Trails of Cold Steel IV

The end

Ebbene sì, siamo giunti alla fine di questo complicato arco narrativo e possiamo finalmente vedere con più chiarezza il diabolico progetto firmato dal cancelliere Osborne. Gli ultimi istanti del terzo capitolo avevano dato il via a una catena di apocalittici eventi. Tutti derivanti dall’impossibilità del nostro eroe, Rean Schwarzer, di gestire drammatici eventi. Queste rivelazioni, unite al dolore per la perdita di alcuni amici di vecchia data, avevano scatenato nel giovane membro della Class VII una rabbia incontrollabile. Questa, purtroppo, rappresenta anche l’ultimo tassello che poteva innescare il Great Twilight, una maledizione millenaria che pendeva su Erebonia e sui suoi abitanti.

Osborne voleva infatti che ogni singola persona venisse spinta ad arruolarsi e a combattere per la propria nazione, facendo così piombare il mondo in un conflitto perpetuo che sarebbe culminato con l’inevitabile estinzione della razza umana. Il cancelliere, insieme agli Ouroboros (un’organizzazione segreta), all’unità conosciuta con il nome Ironblood e al principe Cedric Reise Arnor, ha quindi rapito il nostro giovane eroe.

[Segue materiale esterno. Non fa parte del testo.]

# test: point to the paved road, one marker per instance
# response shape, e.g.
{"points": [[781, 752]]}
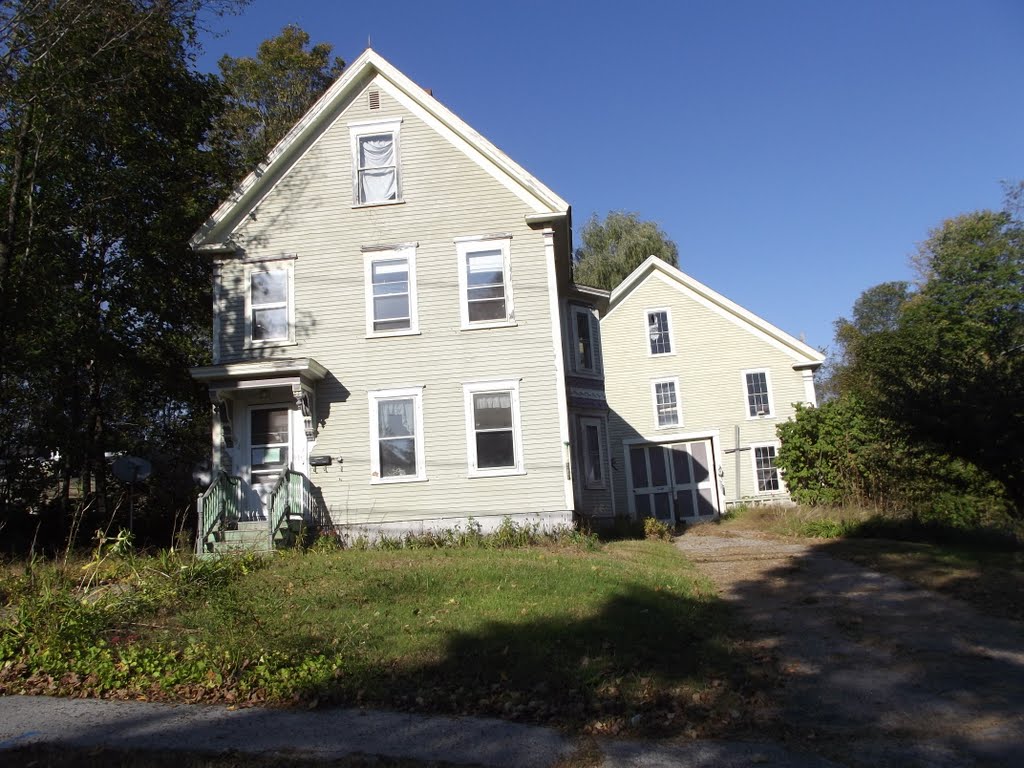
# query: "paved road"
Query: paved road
{"points": [[881, 673]]}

Perché? per utilizzarlo in un misterioso rituale che può essere effettuato esclusivamente a un passo dalla fine del mondo.

Sono passate solo due settimane

Dagli eventi apocalittici del terzo capitolo sono passate ormai due settimane, ed è proprio da qui che prende il via Trails of Cold Steel IV. Il prologo, oltre che fungere da primo abbozzato tutorial, farà anche emergere tutta la complessità della trama. Gli eventi iniziali ci faranno infatti indossare i panni dei fratelli Bright e della Sezione Speciale di Supporto, rispettivamente i gruppi protagonisti della serie Trails in the Sky e dei due capitoli di Zero/Ao no Kiseki, quest’ultimo mai arrivato purtroppo nel Vecchio Continente.

Trails of Cold Steel IV

Superate le prime sezioni, il gioco cambierà ulteriormente punto di vista, concentrandosi finalmente sulla nuova, e più che mai determinata, Class VII. Questo nuovo gruppo di giovani eroi si sta infatti organizzando per correre in soccorso del proprio maestro, liberandolo così dalle mani del cancelliere Osborne. Ciò sarà però solo l’inizio di un complesso sistema narrativo che ci riporterà a esplorare Erebonia.

Hai studiato?

Come avrete già capito anche voi, la serie di The Legend of Heroes non è propriamente adatta ai novizi. Gli intrighi e le relazioni necessitano infatti di una conoscenza che solo l’aver giocato agli episodi precedenti, e in alcuni casi neanche in questo modo, può dare. Anche l’esaustiva sezione dedicata all’intera vicenda inserita dagli sviluppatori nel menù principale non è in grado di colmare tale vuoto. Questa rappresenta solo un’opzione utile per quei giocatori che vogliono ripassare qualche evento specifico o riportare alla luce relazioni ormai dimenticate.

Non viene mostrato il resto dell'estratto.